Before he was murdered by the SS in a Riga Ghetto in 1941, Jewish historian Simon Dubnow assigned a mission to the victims and bystanders of genocide: “Write and record!” The witnesses of the holocaust heeded Dubnow; they knew intuitively that the comissions assigned to investigate genocide after the conclusion of the Second World War would rely on documentation, written testimonies, and recorded memories to prove a crime whose mechanical processes always entailed denial and erasure.

This year marks the twentieth anniversary of the genocide in Rwanda. If we can take any lesson from a campaign of murder which claimed up to a million lives, it would be to add another caveat to Dubnow’s warning: broadcast. The media largely ignored the nation-wide killing campaign in Rwanda until nearly a quarter million had been slaughtered in the most efficient genocide of our time. It would seem the only thing as contemptible as the crime of genocide is the world’s capacity to ignore it, to forget it, and to allow it to occur again and again.

In Burma, the processes that precede genocide are hard at work. A Muslim minority, known as the Rohingya, are subject to state-sanctioned violence, marriage restrictions, totalitarian-like concentration camps, forced birth restrictions, and are denied medical aid, citizenship, and legal protection. They are regarded by their killers as all victims of genocide are – as subhumans and even non-humans. A prominent Buddhist monk Wirathu has called them Wolves, Wild Elephants, African Catfish – anything but human beings. Viewing a group of people as animals is essential to modern genocide – it facilitates killing with a cruelty that goes beyond mere killing. As one Rwandan recalled “You would see an infant who was just learning to smile. and it smiled at you. You still killed it.”[1]

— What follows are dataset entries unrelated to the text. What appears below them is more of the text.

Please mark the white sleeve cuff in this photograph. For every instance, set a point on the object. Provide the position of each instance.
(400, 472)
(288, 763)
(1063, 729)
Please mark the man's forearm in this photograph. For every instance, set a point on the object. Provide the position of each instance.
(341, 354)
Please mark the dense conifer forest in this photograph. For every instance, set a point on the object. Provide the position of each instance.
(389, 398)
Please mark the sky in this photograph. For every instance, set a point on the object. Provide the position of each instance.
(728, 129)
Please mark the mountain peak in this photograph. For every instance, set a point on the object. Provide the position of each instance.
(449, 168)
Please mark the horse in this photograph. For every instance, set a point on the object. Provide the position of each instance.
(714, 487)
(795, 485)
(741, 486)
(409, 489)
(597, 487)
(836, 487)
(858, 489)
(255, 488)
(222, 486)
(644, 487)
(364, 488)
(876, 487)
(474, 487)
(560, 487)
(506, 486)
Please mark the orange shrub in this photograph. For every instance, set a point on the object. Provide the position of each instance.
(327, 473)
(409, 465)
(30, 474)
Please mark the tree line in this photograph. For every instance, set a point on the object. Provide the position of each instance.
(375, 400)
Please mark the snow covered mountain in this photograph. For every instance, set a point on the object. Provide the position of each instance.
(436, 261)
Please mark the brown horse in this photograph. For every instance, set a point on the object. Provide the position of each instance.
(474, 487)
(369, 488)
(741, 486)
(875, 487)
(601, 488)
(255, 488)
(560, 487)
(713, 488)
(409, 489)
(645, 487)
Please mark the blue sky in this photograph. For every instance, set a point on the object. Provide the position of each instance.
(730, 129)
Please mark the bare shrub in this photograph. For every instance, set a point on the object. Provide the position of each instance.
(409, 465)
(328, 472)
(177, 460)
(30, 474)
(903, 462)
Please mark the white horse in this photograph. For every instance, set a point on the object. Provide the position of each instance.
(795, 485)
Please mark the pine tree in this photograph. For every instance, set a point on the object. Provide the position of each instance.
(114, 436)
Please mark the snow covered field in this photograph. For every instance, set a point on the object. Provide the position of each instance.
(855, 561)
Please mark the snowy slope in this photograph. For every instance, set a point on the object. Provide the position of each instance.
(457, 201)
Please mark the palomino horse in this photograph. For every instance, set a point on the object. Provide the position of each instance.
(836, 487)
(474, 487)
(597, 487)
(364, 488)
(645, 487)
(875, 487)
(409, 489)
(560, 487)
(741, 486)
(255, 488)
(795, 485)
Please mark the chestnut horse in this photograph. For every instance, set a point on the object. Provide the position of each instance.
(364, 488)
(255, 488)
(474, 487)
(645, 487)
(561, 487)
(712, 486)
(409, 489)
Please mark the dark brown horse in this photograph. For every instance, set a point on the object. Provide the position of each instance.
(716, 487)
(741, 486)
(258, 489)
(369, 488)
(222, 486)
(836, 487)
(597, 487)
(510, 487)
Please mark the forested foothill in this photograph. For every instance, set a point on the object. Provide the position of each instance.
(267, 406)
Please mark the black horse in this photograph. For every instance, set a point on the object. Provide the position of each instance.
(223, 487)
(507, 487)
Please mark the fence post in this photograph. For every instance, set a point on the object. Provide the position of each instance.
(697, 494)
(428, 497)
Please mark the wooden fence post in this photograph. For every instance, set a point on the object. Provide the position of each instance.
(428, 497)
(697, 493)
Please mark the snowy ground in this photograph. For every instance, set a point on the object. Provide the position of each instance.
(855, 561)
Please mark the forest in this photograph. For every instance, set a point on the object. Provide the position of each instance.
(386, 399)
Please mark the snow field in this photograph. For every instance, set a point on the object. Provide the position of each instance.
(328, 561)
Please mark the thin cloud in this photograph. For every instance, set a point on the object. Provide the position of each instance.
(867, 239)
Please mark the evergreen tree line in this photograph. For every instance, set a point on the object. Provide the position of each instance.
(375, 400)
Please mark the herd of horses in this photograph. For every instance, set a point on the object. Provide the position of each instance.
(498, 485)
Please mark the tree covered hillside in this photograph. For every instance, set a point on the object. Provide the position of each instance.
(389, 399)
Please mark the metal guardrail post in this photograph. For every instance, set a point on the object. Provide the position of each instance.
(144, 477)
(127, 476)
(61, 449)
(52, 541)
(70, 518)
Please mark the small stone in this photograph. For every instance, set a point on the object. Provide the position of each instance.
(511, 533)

The mass muder in Rwanda began April 6th, 1994, with a chilling radio broadcast announcing a “final war” to “exerminate the cockroaches.”[2] Every Hutu and moderate Tutsi was to be slaughtered. The role of the media was paramount. Rwandan radio station RTLM broadcast extermination lists with the locations of those to be killed and instructions to the killers.

Yet amid the media’s capacity for evil, we have an opportunity to use the media for good as well. My appeal to the media of civilized nations is this: write, record, and broadcast. The world needs to know before it’s too late.